Monday, July 23, 2018

Hugo’s Death

Hugo passed away night before last. He was a 91. Hugo was a good guy, bing dutch fellow, widowed then married to my Grandmother Eula on my mother’s side. He made model train sets the size of bedrooms. He liked n and z scale. There was a z scale set encased in a glass on all sides coffee table in his house (a house which he built himself). His miniatures continue to inspire me. It makes more sense now that I get miniature ideas periodically. He tended to sit in this orange chair in his living room, where to his right over a creamsicle patterned couch hung a painting of his canal in Denmark. He would point to it every other visit, making note that ‘there’s his house right there’. He had this cat he called fuzzpot, which weighed twenty pounds.

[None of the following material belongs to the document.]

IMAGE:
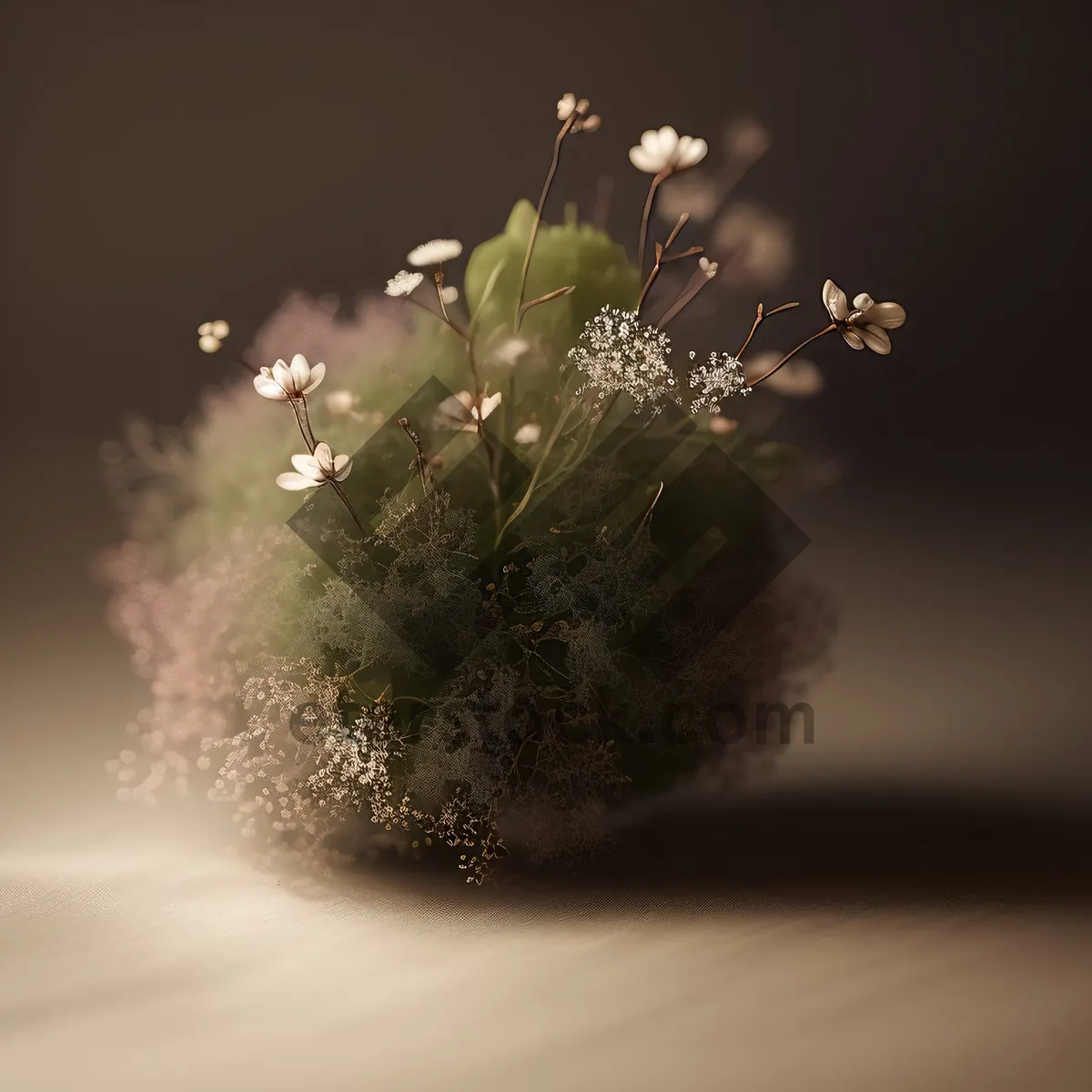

My sister and I were sure he was calling the cat fuzzbutt, which we relished. He and Eula made a good couple. Hugo was kindly if not kind of aloof. On a recent trip to Florida my family and I made the rounds, on the basis I that Eula had just had a stroke, Hugo had been diagnosed with cancer, and Grammy was nearby and always worth seeing (how does she stay in such good health? Jk, I know- she swims.). Eula looked like she’d seen a ghost, but otherwise in good health. I love her. Hugo looked good, and also like he’d only been thinking of death since his diagnosis, and maybe before that too. He went to the doctor who’d told him that it hurt to get out of the chair because he wasn’t exercising, however, on his more recent visit, it was found cancer throughout his legs. Fuzzbutt died of cancer I presume. It was ancient by the time we ever knew it. I held Hugo’s hand while we talked. He looked at me having contemplated death. Death was on his mind, I could tell. I felt the fat of his hand, distinct and floating from his ligaments and bones. Big fatty hands, lots of skin, relaxed callouses, waning strength. His spirit was crystal clear though, and he seemed like he was transferring spirit as best whether superstition be valid or not as he could, and we looked at one another and I was proud of him. It was between 3am and 6am sometime. He’d made it past his ninetieth birthday by a year.